Answer: A. More than $102. The interest you earn each year can earn its own interest in future years. In this case you'd have $102 after year one, $104.04 after year two, and $110.41 after year five.

Compounding makes time your most important ally. Consider the following hypothetical investors:

The Early Starter

Saves $200 a month beginning at age 22

  • Total amount set aside in retirement plans: $103,200
  • Investment gains at a 7 percent1 annual return: $513,800
  • Total savings at 65: $617,000

The Mid-Career Starter

Saves $344 a month beginning at age 40

  • Total amount set aside in retirement plans: $103,200
  • Investment gains at a 7 percent1 annual return: $167,690
  • Total savings at 65: $270,890

The two investors save the same amount over their careers. But compounding helps the early starter earn far more investment gains -- so she's better prepared for retirement.

Building Block No. 2: Inflation

Say your savings account pays 1 percent per year and inflation is 2 percent. After one year, the money in the account will buy...
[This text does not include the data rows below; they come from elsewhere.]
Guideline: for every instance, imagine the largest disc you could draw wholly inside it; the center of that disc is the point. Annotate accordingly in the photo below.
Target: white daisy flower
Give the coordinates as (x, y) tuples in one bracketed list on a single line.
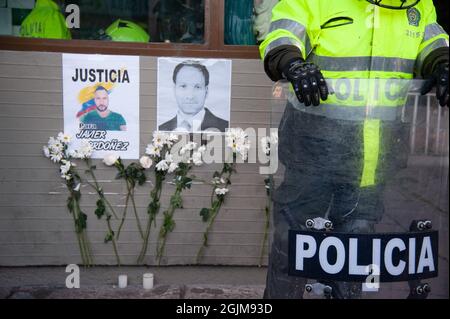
[(221, 191), (146, 162), (162, 166)]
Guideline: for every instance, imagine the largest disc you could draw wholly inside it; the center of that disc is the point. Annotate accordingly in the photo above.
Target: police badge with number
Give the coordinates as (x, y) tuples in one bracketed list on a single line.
[(413, 17)]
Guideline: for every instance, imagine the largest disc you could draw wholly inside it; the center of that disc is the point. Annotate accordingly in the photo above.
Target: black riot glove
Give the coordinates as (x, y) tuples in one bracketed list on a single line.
[(307, 80), (438, 78)]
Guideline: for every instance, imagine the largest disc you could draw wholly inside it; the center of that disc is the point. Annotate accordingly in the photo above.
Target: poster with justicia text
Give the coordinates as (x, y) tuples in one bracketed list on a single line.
[(101, 103)]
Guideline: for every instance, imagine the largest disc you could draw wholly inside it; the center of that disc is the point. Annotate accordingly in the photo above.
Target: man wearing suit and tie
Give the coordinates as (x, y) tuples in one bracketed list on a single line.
[(191, 80)]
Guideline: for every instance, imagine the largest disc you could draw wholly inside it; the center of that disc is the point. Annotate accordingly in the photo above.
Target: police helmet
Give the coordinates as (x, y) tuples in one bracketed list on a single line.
[(395, 4), (126, 31)]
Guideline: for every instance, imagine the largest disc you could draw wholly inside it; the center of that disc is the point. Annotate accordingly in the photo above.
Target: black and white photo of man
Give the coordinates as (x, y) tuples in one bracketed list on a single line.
[(191, 88)]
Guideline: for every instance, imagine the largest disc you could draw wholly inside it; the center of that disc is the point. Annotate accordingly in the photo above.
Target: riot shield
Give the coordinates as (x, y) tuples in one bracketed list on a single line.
[(361, 197)]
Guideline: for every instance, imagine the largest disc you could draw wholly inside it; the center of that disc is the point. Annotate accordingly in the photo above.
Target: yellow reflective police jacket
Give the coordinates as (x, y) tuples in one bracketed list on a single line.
[(45, 21), (351, 40)]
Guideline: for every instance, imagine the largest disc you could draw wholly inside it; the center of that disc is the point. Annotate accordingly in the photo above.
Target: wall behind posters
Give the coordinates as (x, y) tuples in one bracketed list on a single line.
[(35, 225)]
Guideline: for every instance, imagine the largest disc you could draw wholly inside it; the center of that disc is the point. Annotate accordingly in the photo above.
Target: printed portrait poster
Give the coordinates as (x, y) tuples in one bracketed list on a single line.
[(101, 103), (194, 95)]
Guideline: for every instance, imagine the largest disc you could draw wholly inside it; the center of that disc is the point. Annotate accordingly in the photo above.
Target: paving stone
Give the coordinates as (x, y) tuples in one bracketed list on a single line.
[(223, 292)]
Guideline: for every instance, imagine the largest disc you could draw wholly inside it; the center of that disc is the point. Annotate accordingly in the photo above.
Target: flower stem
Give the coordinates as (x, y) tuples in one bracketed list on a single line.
[(153, 210), (164, 231), (131, 192), (124, 215), (97, 188), (113, 240)]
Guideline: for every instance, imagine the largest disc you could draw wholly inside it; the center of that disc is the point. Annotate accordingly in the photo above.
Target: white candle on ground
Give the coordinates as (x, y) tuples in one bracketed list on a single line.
[(123, 281), (148, 281)]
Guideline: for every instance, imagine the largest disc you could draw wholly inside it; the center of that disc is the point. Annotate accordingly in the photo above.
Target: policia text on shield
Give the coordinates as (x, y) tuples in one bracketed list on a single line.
[(340, 150)]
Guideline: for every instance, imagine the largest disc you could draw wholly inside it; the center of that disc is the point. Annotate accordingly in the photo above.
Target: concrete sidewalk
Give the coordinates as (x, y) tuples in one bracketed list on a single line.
[(101, 283)]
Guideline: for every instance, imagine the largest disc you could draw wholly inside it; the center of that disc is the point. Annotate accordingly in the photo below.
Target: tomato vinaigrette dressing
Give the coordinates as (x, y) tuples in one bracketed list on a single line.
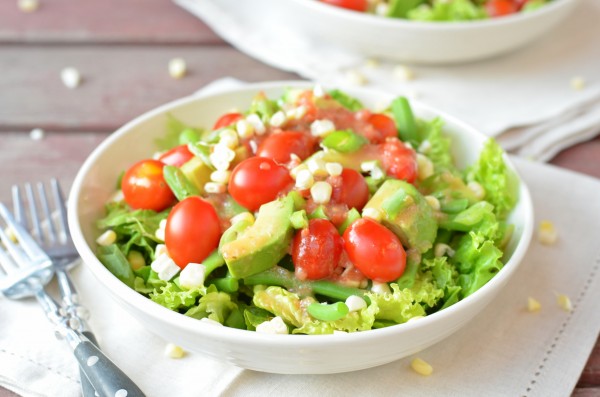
[(313, 196)]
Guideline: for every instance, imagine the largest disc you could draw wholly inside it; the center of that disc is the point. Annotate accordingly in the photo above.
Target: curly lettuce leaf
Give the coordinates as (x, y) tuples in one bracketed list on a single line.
[(499, 182), (214, 305)]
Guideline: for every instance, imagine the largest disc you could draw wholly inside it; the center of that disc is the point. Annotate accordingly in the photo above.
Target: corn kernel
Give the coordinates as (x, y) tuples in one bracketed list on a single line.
[(220, 176), (424, 166), (334, 169), (243, 216), (355, 77), (107, 238), (372, 213), (37, 134), (174, 351), (433, 202), (547, 233), (403, 73), (577, 83), (477, 189), (304, 180), (421, 367), (177, 68), (70, 77), (214, 187), (533, 305), (321, 192), (564, 302), (136, 259)]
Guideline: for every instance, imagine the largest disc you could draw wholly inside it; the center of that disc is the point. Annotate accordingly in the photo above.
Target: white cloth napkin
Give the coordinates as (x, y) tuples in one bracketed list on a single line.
[(524, 98), (504, 351)]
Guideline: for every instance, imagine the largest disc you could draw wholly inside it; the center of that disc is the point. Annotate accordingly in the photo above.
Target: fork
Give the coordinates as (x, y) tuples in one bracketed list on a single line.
[(24, 271), (58, 245)]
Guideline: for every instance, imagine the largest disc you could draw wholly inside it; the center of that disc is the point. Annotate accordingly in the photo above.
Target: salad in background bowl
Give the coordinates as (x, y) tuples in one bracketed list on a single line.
[(357, 223), (425, 39)]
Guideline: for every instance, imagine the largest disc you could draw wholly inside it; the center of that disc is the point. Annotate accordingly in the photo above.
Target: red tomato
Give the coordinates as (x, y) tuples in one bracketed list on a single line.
[(398, 160), (384, 125), (353, 190), (498, 8), (316, 250), (226, 120), (258, 180), (177, 156), (375, 250), (193, 231), (356, 5), (280, 145), (144, 186)]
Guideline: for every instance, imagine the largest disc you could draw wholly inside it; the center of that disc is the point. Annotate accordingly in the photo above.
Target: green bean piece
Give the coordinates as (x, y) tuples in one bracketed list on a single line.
[(332, 312)]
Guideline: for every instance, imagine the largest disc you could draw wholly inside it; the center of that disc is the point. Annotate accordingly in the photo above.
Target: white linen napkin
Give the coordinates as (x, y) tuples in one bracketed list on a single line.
[(523, 98), (504, 351)]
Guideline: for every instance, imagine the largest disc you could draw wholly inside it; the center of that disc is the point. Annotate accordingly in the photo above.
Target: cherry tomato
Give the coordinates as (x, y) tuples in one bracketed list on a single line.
[(280, 145), (356, 5), (353, 190), (398, 160), (375, 250), (258, 180), (144, 186), (498, 8), (193, 231), (177, 156), (227, 119), (316, 250), (384, 125)]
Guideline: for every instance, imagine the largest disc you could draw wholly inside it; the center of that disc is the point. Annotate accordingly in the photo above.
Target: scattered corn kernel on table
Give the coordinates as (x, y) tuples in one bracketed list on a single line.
[(122, 49)]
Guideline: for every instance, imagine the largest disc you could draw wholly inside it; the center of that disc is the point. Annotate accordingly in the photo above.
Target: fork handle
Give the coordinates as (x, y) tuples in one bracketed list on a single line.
[(106, 378)]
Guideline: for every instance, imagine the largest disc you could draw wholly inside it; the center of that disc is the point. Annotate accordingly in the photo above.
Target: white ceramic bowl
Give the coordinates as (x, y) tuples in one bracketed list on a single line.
[(291, 354), (423, 42)]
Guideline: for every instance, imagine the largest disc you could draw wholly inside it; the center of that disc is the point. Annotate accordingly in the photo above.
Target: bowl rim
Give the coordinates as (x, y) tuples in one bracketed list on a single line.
[(232, 335), (375, 21)]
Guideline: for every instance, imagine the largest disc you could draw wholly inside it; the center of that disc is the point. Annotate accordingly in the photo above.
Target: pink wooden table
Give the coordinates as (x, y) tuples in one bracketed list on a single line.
[(122, 48)]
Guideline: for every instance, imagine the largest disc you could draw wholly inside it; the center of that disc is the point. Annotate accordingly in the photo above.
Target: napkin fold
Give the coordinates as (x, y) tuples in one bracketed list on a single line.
[(504, 351), (525, 98)]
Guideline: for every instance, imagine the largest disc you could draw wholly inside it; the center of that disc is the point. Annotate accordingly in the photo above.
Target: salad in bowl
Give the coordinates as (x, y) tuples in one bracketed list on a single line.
[(309, 214), (303, 232)]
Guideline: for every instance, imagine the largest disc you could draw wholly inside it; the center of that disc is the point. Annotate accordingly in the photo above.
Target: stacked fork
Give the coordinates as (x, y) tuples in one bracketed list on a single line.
[(26, 266)]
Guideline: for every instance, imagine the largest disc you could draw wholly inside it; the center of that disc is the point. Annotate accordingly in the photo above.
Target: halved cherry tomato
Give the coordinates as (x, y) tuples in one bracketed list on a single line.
[(280, 145), (498, 8), (384, 125), (398, 160), (144, 186), (356, 5), (375, 250), (258, 180), (177, 156), (227, 119), (316, 250), (193, 231), (353, 190)]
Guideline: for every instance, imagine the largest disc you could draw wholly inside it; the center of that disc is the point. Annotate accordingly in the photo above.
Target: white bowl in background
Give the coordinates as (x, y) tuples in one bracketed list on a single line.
[(289, 354), (423, 42)]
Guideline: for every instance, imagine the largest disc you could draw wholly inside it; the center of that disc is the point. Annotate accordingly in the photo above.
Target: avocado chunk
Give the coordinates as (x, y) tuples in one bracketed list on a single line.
[(261, 245), (197, 172), (406, 212)]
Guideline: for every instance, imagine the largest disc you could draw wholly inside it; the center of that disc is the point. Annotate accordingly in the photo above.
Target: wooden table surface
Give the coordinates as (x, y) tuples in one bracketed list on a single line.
[(122, 48)]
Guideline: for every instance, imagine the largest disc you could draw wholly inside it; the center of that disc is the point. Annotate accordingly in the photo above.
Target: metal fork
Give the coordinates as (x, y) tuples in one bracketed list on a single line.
[(56, 242), (24, 270)]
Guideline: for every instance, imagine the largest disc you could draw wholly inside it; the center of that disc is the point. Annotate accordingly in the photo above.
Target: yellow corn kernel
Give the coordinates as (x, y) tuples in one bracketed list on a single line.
[(564, 302), (533, 305), (174, 351), (547, 233), (421, 367), (136, 260)]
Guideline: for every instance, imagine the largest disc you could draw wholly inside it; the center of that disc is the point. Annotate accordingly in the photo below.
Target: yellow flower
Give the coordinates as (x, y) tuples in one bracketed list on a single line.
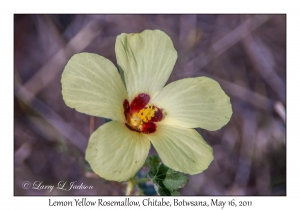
[(144, 111)]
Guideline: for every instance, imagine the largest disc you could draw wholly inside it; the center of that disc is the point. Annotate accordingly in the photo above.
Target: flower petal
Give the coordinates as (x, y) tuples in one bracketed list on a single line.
[(92, 85), (194, 102), (115, 152), (147, 60), (181, 149)]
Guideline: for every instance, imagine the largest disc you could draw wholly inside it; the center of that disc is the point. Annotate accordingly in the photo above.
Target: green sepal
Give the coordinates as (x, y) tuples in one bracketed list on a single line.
[(166, 181)]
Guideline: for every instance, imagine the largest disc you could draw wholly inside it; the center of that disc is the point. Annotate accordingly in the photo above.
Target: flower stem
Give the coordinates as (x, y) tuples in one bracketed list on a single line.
[(130, 186), (132, 182)]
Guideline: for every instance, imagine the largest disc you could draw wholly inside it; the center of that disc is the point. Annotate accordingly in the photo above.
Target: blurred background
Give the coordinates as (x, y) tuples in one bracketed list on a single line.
[(246, 54)]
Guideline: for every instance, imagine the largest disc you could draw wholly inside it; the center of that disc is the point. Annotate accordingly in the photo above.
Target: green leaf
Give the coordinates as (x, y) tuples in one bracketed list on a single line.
[(166, 181)]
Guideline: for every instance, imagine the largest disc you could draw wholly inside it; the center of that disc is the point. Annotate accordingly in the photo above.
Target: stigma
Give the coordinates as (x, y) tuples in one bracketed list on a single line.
[(140, 116)]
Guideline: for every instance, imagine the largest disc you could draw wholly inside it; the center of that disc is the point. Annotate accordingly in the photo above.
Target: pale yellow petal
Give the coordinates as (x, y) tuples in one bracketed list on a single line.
[(194, 102), (147, 60), (115, 152), (92, 85), (181, 149)]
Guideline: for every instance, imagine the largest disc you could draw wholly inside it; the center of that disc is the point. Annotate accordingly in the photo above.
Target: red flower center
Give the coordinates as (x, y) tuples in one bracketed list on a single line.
[(141, 116)]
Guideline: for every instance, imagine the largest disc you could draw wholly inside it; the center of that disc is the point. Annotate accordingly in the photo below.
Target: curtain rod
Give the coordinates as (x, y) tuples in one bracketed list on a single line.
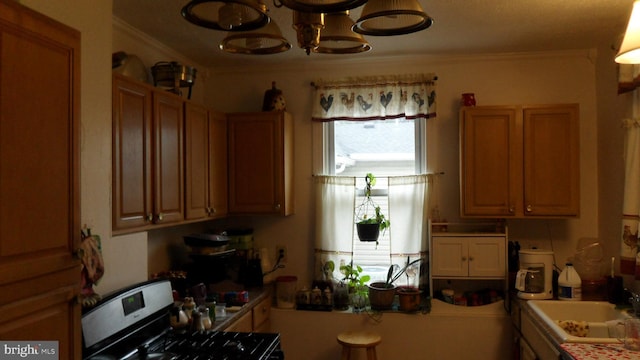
[(313, 84)]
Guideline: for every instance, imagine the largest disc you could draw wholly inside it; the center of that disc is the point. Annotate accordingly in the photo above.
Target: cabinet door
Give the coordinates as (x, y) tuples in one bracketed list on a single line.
[(491, 170), (168, 157), (259, 173), (487, 257), (196, 161), (218, 165), (132, 195), (243, 324), (261, 315), (450, 256), (39, 179), (551, 161)]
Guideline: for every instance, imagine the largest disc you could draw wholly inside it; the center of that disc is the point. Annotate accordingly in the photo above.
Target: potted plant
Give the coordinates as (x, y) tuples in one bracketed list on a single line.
[(356, 284), (369, 218), (381, 294)]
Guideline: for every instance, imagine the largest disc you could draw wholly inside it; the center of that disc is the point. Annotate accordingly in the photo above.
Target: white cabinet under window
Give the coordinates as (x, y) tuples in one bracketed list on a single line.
[(468, 257)]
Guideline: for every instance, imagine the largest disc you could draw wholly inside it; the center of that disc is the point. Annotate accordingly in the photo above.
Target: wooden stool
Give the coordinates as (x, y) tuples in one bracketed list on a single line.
[(359, 339)]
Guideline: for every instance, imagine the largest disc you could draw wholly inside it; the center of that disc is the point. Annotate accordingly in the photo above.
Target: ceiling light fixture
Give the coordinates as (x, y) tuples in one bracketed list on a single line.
[(308, 26), (392, 17), (228, 15), (257, 35), (337, 36), (323, 6), (630, 49), (265, 41)]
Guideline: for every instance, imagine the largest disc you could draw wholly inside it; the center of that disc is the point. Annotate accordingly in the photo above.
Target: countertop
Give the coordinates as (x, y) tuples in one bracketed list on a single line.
[(255, 297), (576, 351)]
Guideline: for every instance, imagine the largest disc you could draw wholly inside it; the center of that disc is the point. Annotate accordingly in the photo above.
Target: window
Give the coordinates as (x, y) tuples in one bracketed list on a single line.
[(371, 124), (384, 148)]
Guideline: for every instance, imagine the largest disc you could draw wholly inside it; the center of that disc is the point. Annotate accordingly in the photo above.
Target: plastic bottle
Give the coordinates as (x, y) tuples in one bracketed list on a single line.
[(569, 284)]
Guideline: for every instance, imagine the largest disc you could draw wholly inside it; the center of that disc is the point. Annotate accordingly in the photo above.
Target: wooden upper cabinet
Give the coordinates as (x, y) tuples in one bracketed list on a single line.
[(168, 129), (132, 198), (519, 161), (218, 165), (490, 148), (39, 179), (205, 163), (551, 160), (148, 164), (260, 163)]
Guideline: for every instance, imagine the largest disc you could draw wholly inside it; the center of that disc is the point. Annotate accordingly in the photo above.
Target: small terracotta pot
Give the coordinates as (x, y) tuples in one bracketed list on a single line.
[(409, 298), (381, 295)]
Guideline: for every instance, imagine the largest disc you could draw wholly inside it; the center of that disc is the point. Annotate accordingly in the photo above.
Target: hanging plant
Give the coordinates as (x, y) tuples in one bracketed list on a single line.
[(369, 218)]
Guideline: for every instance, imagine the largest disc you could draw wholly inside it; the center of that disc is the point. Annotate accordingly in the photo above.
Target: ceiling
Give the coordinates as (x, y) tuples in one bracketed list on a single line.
[(460, 27)]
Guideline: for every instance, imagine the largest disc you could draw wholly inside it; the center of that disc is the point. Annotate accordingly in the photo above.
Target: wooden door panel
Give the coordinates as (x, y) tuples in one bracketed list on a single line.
[(450, 257), (253, 147), (39, 179), (489, 168), (218, 165), (38, 128), (132, 197), (196, 161), (168, 162), (487, 257), (551, 161)]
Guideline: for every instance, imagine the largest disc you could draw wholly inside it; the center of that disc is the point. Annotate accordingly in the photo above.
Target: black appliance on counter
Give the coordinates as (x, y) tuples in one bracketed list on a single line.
[(134, 323)]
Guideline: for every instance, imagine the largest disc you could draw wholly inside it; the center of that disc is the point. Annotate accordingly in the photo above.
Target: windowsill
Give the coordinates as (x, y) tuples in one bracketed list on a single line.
[(436, 308)]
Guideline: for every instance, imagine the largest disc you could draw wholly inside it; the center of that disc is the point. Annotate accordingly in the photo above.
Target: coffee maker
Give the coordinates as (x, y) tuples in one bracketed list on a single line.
[(534, 278)]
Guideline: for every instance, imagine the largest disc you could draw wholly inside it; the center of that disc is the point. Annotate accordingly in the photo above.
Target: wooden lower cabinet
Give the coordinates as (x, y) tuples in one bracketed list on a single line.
[(39, 179)]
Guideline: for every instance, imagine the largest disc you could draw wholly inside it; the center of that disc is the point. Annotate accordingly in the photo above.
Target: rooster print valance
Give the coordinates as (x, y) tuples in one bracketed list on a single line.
[(375, 98)]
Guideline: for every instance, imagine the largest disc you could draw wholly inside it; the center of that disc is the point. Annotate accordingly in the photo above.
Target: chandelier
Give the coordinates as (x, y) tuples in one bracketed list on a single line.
[(322, 26)]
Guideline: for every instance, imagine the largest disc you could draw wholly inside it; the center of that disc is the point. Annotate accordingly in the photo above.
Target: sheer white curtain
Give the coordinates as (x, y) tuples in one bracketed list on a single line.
[(335, 201), (408, 204)]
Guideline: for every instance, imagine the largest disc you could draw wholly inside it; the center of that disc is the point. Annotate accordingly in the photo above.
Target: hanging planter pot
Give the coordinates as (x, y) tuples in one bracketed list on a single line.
[(409, 298), (368, 232), (381, 295)]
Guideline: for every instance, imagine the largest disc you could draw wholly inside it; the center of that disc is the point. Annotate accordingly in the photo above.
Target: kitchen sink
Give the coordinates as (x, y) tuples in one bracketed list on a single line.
[(595, 313)]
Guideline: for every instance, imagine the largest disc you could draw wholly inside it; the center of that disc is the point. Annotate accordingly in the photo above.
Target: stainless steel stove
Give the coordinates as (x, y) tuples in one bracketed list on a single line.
[(133, 323)]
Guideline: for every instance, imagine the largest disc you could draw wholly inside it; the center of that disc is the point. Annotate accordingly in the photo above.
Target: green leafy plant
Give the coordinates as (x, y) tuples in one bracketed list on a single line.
[(369, 212), (395, 271), (353, 277)]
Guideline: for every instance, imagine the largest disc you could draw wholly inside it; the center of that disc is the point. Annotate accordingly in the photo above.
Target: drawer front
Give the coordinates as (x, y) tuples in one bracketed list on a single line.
[(261, 313), (243, 324)]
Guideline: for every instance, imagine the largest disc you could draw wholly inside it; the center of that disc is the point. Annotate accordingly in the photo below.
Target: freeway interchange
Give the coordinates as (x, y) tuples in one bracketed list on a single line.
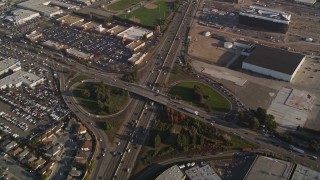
[(117, 162)]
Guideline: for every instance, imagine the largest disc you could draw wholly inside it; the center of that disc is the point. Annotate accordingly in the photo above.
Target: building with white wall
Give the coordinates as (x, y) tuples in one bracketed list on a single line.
[(41, 6), (273, 62), (9, 64), (135, 33), (306, 2), (20, 16), (20, 78)]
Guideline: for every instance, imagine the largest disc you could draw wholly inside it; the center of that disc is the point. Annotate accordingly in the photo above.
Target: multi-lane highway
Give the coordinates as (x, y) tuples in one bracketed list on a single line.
[(119, 160)]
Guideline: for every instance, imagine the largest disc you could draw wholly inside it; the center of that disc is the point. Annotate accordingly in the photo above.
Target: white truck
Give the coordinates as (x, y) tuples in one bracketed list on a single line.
[(296, 149), (191, 111)]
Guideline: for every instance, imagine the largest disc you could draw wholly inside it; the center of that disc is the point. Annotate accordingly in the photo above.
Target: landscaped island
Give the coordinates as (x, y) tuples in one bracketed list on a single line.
[(101, 99)]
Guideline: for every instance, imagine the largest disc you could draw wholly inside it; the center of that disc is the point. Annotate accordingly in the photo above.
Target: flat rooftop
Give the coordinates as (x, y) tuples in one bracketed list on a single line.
[(78, 53), (275, 59), (68, 19), (204, 172), (288, 117), (7, 63), (311, 2), (23, 13), (267, 14), (19, 77), (134, 44), (269, 168), (173, 173), (95, 12), (117, 29), (53, 44), (134, 33), (40, 6), (91, 25), (64, 5), (302, 172)]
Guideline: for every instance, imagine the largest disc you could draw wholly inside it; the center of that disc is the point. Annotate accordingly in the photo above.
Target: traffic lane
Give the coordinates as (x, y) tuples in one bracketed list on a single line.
[(14, 169), (123, 143), (131, 155), (96, 132)]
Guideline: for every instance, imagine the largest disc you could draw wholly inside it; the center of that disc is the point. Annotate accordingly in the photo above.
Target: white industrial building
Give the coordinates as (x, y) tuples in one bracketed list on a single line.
[(273, 62), (41, 6), (306, 2), (135, 33), (204, 172), (21, 16), (64, 5), (173, 173), (20, 78), (137, 58), (243, 44), (79, 54), (9, 64)]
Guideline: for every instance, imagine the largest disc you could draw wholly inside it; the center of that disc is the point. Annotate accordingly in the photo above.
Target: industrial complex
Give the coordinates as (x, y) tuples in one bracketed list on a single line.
[(20, 78), (9, 64), (21, 16), (265, 18), (17, 77), (40, 6), (276, 63)]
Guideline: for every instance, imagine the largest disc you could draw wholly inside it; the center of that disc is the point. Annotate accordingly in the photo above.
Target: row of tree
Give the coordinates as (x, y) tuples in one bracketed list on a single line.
[(199, 96), (258, 119), (102, 94)]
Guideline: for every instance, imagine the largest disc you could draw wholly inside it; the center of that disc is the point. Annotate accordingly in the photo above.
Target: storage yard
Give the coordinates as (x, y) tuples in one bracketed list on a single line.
[(217, 23)]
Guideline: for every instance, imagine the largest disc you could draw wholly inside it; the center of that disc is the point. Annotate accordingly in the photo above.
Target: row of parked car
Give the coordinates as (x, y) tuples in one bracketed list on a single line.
[(13, 120)]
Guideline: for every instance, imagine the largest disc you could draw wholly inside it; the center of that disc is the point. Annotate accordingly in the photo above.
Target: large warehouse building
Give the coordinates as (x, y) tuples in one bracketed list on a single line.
[(306, 2), (273, 62), (40, 6), (269, 19), (9, 64)]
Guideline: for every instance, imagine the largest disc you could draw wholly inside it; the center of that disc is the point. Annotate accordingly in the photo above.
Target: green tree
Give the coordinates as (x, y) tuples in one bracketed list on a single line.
[(157, 141), (108, 126), (201, 140), (86, 93), (261, 114), (254, 123)]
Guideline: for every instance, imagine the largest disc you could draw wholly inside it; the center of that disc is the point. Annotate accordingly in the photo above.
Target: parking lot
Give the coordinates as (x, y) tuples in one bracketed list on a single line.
[(109, 51)]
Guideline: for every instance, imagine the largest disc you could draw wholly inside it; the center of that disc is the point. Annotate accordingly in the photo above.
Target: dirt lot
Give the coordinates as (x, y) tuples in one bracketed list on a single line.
[(208, 48), (305, 23), (150, 6)]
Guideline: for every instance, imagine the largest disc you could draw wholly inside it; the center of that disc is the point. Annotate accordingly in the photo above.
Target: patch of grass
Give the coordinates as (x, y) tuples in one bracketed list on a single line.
[(216, 102), (91, 105), (123, 4), (237, 142), (176, 74), (78, 79), (151, 17), (68, 74)]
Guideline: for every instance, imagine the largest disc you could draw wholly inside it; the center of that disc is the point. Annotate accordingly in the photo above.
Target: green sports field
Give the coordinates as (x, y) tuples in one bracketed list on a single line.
[(216, 102), (151, 17), (123, 4)]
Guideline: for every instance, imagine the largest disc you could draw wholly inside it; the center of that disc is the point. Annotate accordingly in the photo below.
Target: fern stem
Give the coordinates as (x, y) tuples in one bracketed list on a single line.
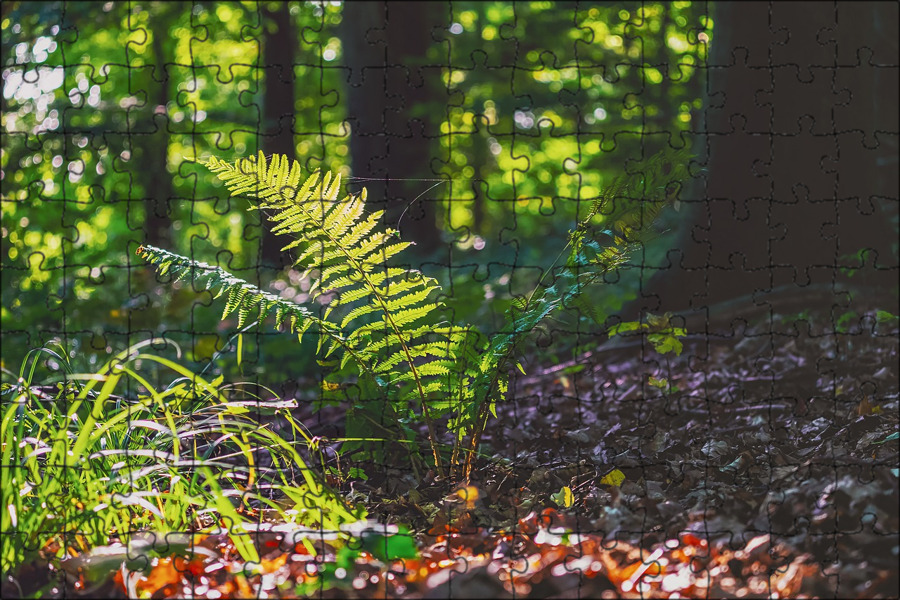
[(397, 331)]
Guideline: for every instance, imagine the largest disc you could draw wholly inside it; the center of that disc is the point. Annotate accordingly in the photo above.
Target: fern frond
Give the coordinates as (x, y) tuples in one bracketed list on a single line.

A. More than it does today

B. Exactly the same as it does today

C. Less than it does today

D. Don't know

Answer: C. Less than it does today. Inflation, the increase in the prices of goods and services, reduces the buying power of your money. If the inflation rate exceeds the return on your investments, your savings will be able to buy less over time.

To overcome rising prices, invest a portion of your long-term savings for growth. Stocks historically have provided the best chance to generate the growth needed to outpace inflation.

Building Block No. 3: Diversification

True or false: A single company's stock usually provides a safer return than a stock mutual fund.

A. True

B. False

C. Don't know

Answer: B. False. Putting all your money in one stock is a gamble: The value of your savings could drop dramatically if the company runs into problems. A stock mutual fund holds shares of many different companies, which reduces the risk that one company's troubles will significantly affect your finances.

Don't worry if you answered one or two questions incorrectly. In Mitchell's surveys only about 30 percent of Americans got all three questions right. Your financial advisor can help you better understand these and other financial topics and help you apply them to your retirement plan.

1 Hypothetical return and not representative of the performance of any investment.